Why does my batch job fail?
Below are common error messages you may get when the job fails, and advice how to fix them.
Invalid account or account/partition combination specified
The complete error message is as shown below:
sbatch: error: Batch job submission failed: Invalid account or account/partition combination specified
This error message refers to Slurm options --account=<project>
and
--partition
. The most common causes are:
- Project does not exist.
- Project exists, but you are not a member of it. See how to add a member to project
- You are a project member, but the project has not been enabled on Puhti. See how to add service access for project.
- Partition does not exist.
- Partition exists, but your project is not enabled in it.
Job violates accounting/QOS policy
The complete error message is as shown below:
sbatch: error: AssocMaxSubmitJobLimit
sbatch: error: Batch job submission failed: Job violates accounting/QOS policy (job submit limit, user's size and/or time limits)

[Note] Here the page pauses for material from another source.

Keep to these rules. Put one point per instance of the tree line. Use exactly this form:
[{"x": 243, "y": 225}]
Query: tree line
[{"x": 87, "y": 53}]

The most common causes are:
- Job script is missing the
--account
parameter. - Your project has too many jobs in the system, either running or queuing. Note that internally, Slurm counts each job within an array job as a separate job.
- The job was executed directly
./script_name.sh
orbash script_name.sh
, while it should be submitted withsbatch script_name.sh
.
Requested node configuration is not available
The complete error message is as shown below:
sbatch: error: Batch job submission failed: Requested node configuration is not available
The most common causes are:
- Requesting e.g. a GPU or NVMe in a partition that does not have them.
- Requesting e.g. more memory or time than the chosen partition has to offer. Especially if
using the
--mem-per-cpu
flag to specify memory, note that this will be multiplied by the number or requested CPUs (1 per task by default) and the result must be within the limits of the chosen partition.
See batch job partitions for more details on the resources available in each queue.